Fix profile run for multi LoRA (#549)

Fixes issue with multi LoRA during `profile_run`.
HabanaAI · Nov 26, 2024 · 0f513bd · 0f513bd
1 parent 5eb8b1f
commit 0f513bd
Showing 1 changed file with 3 additions and 3 deletions.
diff --git a/vllm/worker/hpu_model_runner.py b/vllm/worker/hpu_model_runner.py
@@ -1266,9 +1266,9 @@ def create_dummy_seq_group_metadata(self,
     def profile_run(self) -> None:
         num_layers = self.model_config.get_num_layers(self.parallel_config)

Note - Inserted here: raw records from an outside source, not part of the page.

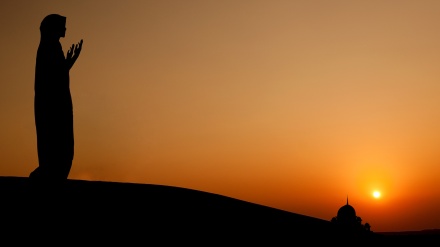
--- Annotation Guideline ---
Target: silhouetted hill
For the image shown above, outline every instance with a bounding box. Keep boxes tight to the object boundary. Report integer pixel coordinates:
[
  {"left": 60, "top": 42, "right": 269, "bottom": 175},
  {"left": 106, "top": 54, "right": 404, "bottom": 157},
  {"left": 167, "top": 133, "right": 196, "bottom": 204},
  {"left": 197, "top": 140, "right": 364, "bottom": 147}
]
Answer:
[{"left": 0, "top": 177, "right": 430, "bottom": 246}]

         kv_caches = [None] * num_layers
-        max_batch_size, max_seq_len = self.bucketing_ctx.get_max_prompt_shape()
-        max_seq_len = min(max_seq_len,
-                          self.max_num_batched_tokens // max_batch_size)
+        _, max_seq_len = self.bucketing_ctx.get_max_prompt_shape()
+        max_batch_size = min(self.max_num_seqs,
+                             self.max_num_batched_tokens // max_seq_len)
 
         self.warmup_scenario(max_batch_size, max_seq_len, True, kv_caches,
                              False, True)